BRILLIANT. RIVETING. DISTURBING.
Now, granted, every author has their own agenda when writing a book, whether it is fiction or non-fiction, because each of us is seated within the context of our own lives and culture. That should go without saying, but it seems to be a missing piece of modern dialogue ... so I say it upfront. Nevertheless, I found Isenberg's White Trash riveting.
Using class as the lens through which to view American history opens up an important perspective regarding the society we live in now. It's easy to say "oh, sure, we all know that the poor have been and are looked down upon" but this book brings the reality home in a more visceral and disturbing way. We need to see and FEEL the shadow side of our own history if we want to continue evolving our society for the betterment of all humans, all life.
Most of us were taught the pretty image of the first colonists in Virginia and Massachusetts, those seeking religious freedom or increased fortune. And, yes, they comprised a portion of the early population, although some statistics reveal them as less than fifty percent of settlers. The rest? They represented "England's opportunity to thin out its prisons and siphon off thousands; here was an outlet for the unwanted, a way to remove vagrants and beggars, to be rid of London's eyesore population." These were children as well as adults. The indentured masses were fodder, most of their offspring filled the same niche.
I'm an American mutt with a solid 350-years of ancestral footprints embedded in the soil of this continent. My roots go deep, the bones of thousands of my ancestors are buried here, their blood spilled across the land as they toiled, migrated, gave birth, fought, and died. Many of those ancestors are the ones that the elites and upper-classes would have referred to as white trash, rubbish, rednecks, hillbillies, and more. As time and settlement expanded, I would guess they were often like the individual who "though coarse and ragged in his dress and manners ... at times described as hospitable and generous, someone who invited weary travelers into his humble cabin. Yet his more favorable cast rarely lasted after the woods were cut down and settled towns and farms appeared. As civilization approached, the backwoodsman was expected to lay down roots, purchase land, and adjust his savage ways to polite society--or move on." Unfortunately, many of these woods-families couldn't afford to buy the few acres they had been living on, barely getting by. I can imagine this is one of the reasons my ancestors came to Missouri when it was opened up to homesteading in the early 19th century -- it was their chance to own land, even if some of it was thick woods on rocky ground suitable only for subsistence farming.

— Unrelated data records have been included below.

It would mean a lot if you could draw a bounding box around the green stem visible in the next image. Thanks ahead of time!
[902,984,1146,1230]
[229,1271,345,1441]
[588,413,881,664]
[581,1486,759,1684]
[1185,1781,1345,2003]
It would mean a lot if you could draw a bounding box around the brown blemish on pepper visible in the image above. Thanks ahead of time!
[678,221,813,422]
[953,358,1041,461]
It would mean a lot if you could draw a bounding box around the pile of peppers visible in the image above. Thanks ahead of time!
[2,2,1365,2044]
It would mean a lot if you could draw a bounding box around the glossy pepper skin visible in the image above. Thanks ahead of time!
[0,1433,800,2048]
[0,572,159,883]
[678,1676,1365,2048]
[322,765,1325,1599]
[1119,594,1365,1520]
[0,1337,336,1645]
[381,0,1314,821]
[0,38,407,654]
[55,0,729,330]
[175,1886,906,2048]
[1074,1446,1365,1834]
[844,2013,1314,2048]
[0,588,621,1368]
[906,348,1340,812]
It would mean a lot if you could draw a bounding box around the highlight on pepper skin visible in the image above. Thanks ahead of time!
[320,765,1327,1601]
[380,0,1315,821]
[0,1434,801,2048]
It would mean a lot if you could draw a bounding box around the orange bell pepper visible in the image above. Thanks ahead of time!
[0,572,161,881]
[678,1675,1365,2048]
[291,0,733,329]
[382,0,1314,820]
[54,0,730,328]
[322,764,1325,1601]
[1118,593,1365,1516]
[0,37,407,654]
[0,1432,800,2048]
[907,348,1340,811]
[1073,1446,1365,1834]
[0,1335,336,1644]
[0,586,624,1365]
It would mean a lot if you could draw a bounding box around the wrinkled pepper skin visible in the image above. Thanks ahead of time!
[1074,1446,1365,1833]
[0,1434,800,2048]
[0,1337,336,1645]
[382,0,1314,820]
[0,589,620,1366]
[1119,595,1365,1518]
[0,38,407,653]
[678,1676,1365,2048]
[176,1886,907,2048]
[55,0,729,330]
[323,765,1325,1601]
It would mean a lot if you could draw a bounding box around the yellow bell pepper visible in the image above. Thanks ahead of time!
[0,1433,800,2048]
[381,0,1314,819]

For hundreds of years, if one didn't own land or property, you were inferior. As Isenberg sums it up: "The British colonial imprint was never really erased either. The 'yeoman' was a British class, reflecting the well-established English practice of equating moral worth to cultivation of the soil." How is that reflected in our so-called modern society?
This book provides a wealth of insight about the American class system that has been present from the beginning and still exists, whether we want to see it or not. Surely we can do better.